The hard voting classifier has an accuracy of 61.3%, failing to improve on the baseline, and has significant overfitting. None of the individual classifiers achieves over 60% accuracy, with the Decision Tree the best at 59.7%. The voting classifier actually reduces the accuracy compared to simply choosing DT.

# Soft voting classifier (should include at least two models)

In [21]:
#The same DT and LogReg models from above are repeated, but using soft voting

Svoting_clf = VotingClassifier(
            estimators=[('dt', dtree_clf), 
                        ('lr', log_clf)],
            voting='soft')

Svoting_clf.fit(train_x, train_y)

  y = column_or_1d(y, warn=True)
  y = column_or_1d(y, warn=True)


VotingClassifier(estimators=[('dt',
                              DecisionTreeClassifier(class_weight=None,
                                                     criterion='gini',
                                                     max_depth=5,
                                                     max_features=None,
                                                     max_leaf_nodes=None,
                                                     min_impurity_decrease=0.0,
                                                     min_impurity_split=None,
                                                     min_samples_leaf=1,
                                                     min_samples_split=2,
                                                     min_weight_fraction_leaf=0.0,
                                                     presort=False,
                                                     random_state=None,
                                                     splitter='best')),
         

In [22]:
#Train accuracy
train_y_pred = Svoting_clf.predict(train_x)

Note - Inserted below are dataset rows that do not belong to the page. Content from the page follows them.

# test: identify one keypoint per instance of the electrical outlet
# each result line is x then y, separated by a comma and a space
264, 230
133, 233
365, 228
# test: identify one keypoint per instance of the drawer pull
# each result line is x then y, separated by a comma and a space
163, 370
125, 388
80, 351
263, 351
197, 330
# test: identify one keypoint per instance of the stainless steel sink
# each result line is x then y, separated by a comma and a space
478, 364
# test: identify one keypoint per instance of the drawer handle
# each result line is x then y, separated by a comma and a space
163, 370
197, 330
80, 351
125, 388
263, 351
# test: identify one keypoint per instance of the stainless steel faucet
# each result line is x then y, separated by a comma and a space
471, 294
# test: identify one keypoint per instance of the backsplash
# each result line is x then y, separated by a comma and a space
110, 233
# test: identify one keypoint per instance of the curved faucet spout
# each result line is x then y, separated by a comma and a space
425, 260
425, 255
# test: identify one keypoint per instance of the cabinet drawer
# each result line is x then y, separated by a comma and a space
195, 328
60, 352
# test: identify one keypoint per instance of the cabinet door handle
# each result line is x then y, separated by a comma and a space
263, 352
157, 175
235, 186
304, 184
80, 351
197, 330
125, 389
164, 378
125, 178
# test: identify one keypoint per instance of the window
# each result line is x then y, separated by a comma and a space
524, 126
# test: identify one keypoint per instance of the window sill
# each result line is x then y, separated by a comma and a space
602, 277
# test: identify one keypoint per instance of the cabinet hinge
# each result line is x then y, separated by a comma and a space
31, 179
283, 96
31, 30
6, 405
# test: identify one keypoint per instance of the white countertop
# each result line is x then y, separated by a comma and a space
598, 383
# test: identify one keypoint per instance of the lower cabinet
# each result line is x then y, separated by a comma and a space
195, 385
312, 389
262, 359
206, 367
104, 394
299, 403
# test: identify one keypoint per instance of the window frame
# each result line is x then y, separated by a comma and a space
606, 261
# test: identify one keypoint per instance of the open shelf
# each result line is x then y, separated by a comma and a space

train_acc = accuracy_score(train_y, train_y_pred)

print('Train acc: {}' .format(train_acc))

Train acc: 0.7898550724637681


In [23]:
#Test accuracy
test_y_pred = Svoting_clf.predict(test_x)

test_acc = accuracy_score(test_y, test_y_pred)

print('Test acc: {}' .format(test_acc))

Test acc: 0.5882352941176471


### Classification Matrix

In [24]:
confusion_matrix(test_y, test_y_pred)

array([[19, 28],
       [21, 51]], dtype=int64)

### Individual classifier accuracies

In [25]:
for clf in (dtree_clf, log_clf, Svoting_clf):
    clf.fit(train_x, train_y)
    test_y_pred = clf.predict(test_x)
    print(clf.__class__.__name__, 'Test acc=', accuracy_score(test_y, test_y_pred))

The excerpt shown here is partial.